41 痴女が舞い降りた日
【痴女が舞い降りた日】をお送りします。
宜しくお願いします。
※※※ルバンスの視点※※※
ジークフリード・ランドルフ……
ゴドラタン帝国ランドルフ伯爵家の現当主。
15歳の元服と共に家督も継ぎ、そして帝国最高戦力ナイト・オブ・ラウンズ右翼一位になった。帝立魔導学園の生徒会長でもある。学業は常に学年トップ。眉目秀麗でスタイルも良く
学園には女生徒達のファンクラブから派生した親衛隊まである。本人は全く自覚がないが、相当もてる。実に羨ましい奴だ。

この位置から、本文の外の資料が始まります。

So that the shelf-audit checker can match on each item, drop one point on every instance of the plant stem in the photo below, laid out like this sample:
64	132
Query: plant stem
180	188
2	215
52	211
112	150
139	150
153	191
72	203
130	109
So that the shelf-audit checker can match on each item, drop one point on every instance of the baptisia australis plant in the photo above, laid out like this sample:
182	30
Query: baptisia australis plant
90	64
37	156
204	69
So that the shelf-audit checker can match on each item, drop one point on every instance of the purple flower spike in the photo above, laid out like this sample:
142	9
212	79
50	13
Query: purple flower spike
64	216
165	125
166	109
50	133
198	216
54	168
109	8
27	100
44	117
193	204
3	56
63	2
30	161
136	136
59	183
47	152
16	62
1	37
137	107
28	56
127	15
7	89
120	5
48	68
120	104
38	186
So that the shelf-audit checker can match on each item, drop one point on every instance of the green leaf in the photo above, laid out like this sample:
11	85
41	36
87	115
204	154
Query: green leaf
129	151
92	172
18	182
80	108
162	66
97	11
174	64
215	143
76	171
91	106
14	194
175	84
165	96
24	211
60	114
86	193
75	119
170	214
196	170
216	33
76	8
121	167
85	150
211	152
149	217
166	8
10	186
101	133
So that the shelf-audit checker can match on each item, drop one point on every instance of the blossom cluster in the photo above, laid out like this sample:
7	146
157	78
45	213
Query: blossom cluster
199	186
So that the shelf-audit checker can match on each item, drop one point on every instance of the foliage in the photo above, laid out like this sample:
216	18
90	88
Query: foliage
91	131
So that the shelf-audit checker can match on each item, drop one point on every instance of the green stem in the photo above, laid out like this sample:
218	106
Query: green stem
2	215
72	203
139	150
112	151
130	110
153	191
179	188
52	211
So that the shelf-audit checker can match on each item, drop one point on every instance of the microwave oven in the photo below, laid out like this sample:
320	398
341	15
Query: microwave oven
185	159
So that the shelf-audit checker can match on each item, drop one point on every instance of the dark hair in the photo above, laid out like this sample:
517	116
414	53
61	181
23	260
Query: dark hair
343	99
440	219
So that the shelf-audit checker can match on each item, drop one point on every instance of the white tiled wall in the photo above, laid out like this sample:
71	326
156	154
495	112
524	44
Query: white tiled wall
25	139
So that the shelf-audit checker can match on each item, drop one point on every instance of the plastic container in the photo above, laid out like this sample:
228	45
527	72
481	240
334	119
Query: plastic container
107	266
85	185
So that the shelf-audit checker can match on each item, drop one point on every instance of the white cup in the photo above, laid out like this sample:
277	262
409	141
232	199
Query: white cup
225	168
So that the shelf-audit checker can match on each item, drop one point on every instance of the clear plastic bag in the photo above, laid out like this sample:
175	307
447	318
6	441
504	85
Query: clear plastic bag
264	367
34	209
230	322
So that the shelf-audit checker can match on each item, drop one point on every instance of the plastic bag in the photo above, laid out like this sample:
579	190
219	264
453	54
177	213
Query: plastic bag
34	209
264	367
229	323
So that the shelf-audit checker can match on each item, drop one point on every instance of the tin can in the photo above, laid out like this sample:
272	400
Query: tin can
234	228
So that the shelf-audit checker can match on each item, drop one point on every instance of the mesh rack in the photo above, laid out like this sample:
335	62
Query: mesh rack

先日冬休みの宿題の事で頼み事をしたが、やんわりと断られた。自力でやる事が自分の為だと、フォローはするが代筆などはしてくれない。彼が正しい……お代官様はいつも正しい……俺みたいな百姓の気持ちなんか、わかんないやい! そうだ! いっその事、この学園を支配してやろうか。ラウンズをぶちのめし、生徒会を支配して、女生徒は俺のハーレムに、男どもは我が下僕に。そうすれば俺は毎日ドリスと素敵なひとときを過ごせるぞ! いやいやハーレムを作ればエロい事なんか何でも有りだ! 選り取りみどりだ! そうだそれがいい!……などど妄想を繰り広げているといきなり、ジークの部屋に女の子がノックもせず入って来た。
「?! なななんだ? 」
ジークの知り合いか? 僕は真面目でルバンス様とは違う星からやって来ましたみたいな顔して、こんな可愛い子を部屋に呼びつけですか? ってそんな事よりなんだ? この子は? なんでスカートをはいて無いんだ??
「……あの〜う……だれですか? このエロい人……」
誰なんだ! この痴女は? 上は制服、下は紐パンのみって、どんな神経? サイ○人の戦闘服か? 船大工のフラ○キー的なスタイルか? だが見事過ぎる紐パンだ! 極限まで無駄を省いたそのフォルム……キラリと光る素晴らしい真珠のアクセントが紐の付け根を飾り、魔力を内包するシルク生地は今日卸したばかりの様な閃光を放つ!
「エロいとは失礼ね! これはランドルフ家に代々伝わる神具【女神の羽衣】の紐パンよ! ずが高い! 控えおろー」
ははっ〜!! って思わず土下座してしまった。
※※※ジークフリード・ランドルフの視点※※※
ルバンス様は良い素質をお持ちだ。戦闘のセンスは抜群に良く、アリストラス世界でも天才の部類に入るだろう。あと十年もすれば歴史上五本の指に入る魔導士になられるかも知れない。こんなところで、私がルバンス様の道を外させる訳にはいかない。時間がかかってでも魔導の基礎はきっちりと学んで頂き、そして人としても徳を身につけて頂きたい。
そう想いを馳せていると、ノックもせずに我が妹が入って来た。
「いきなりなんだ? またそんな格好で! ルバンス様も土下座なんかしないで下さい! 」
「お兄様こそ、今日は皇帝陛下主催のダンスパーティーではないですか? まだご準備されていないのですか? 」
「私は今回は参加はしない。警備の事もあるしな……またそんな格好で出るつもりか? 」
「……またそんな格好でって、以前もその紐パン姿で皇帝陛下の前に出たの? そして今回も?? 」
流石のルバンスもこいつは、何を言ってるんだ? という顔で、呆れている。
「陛下はそんな細かい事を気にされる様な器量の狭い方ではないわ」
手を腰にあてて、妙に偉そうな立ち姿だ。それに思わず土下座までしてしまったが、なんだこの強烈なプレッシャーは? あがらえない……
「そう言えば貴方がルバンスね? ふ〜ん、お兄様から凄い方だと聞かされていたけど、どう見ても普通ね」
「すみませんね。期待にそえなくて」
「失礼だそ! わきまえろクリス! 」
普段怒らないジークが怒りだした。
「私は母上からお兄様の様子を見て来る様に言われただけですわ……そうだ、ルバンス様もダンスパーティーに出られませんの? 」
宮内庁から招待状は来ていたが、断りを入れている。そんな物はなんとでもなるからと、強引にクリスに腕を引っ張られて会場に向かう事になってしまった。
【痴女が舞い降りた日】をお送りしました。